I'd like to convert the constant FOO::BAR
to the string "BAR"
.
This is the opposite of what constantize
does and is very similar to demodulize
, except I expect a string instead of the actual Module reference.
I was thinking I could make my own helper to do this, but I'm not able to get the "stringified" version of FOO::BAR
.
Ideally, I'd like to avoid any 3rd party gems.
Example:
class FOO
BAR = {}
end
# this works
FOO #=> FOO
FOO.name #=> "FOO"
# this doesn't
FOO::BAR #=> {}
FOO::BAR.name #=> NoMethodError: undefined method `name' for {}:Hash
You can't pass constants, you can only pass objects. If you pass FOO::BAR
to a method, you're not passing the constant, but the object that has been assigned to FOO::BAR
, i.e. the hash.
In order to retrieve the constant's name an object has been assigned-to from the object itself, the object has to store the name somehow.
Modules do store the constant name they have been assigned-to (Ruby sets the name when a module is assigned to a constant for the first time). And because FOO
is a module (classes are modules), you can call FOO.name
and it returns "FOO"
. But that only works because the object "knows" its name.

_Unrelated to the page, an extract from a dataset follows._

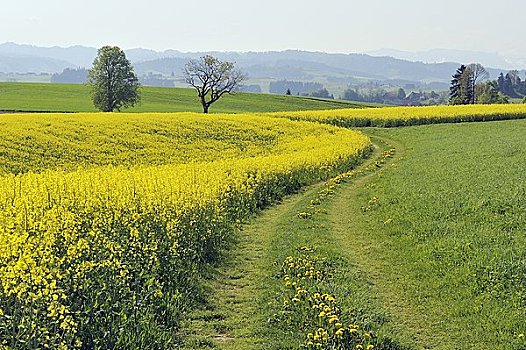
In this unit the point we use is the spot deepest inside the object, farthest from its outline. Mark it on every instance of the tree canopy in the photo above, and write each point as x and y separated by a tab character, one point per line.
114	84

From the built-in objects, only Module
(and therefore Class
) has a name
method that works this way.
You could add a name
method to the hash instance FOO::BAR
is referring to, although this is probably not what you want:
def (FOO::BAR).name
'FOO::BAR'
end
FOO::BAR.name #=> "FOO::BAR"
Another way is to pass both, the constant (the object actually) and its module to a method:
def find_const(mod, obj)
mod.constants.find { |c| mod.const_get(c).equal?(obj) }
end
find_const(FOO, FOO::BAR) #=> :BAR
The method traverses the module's constants and returns the (first) constant that refers to the passed object.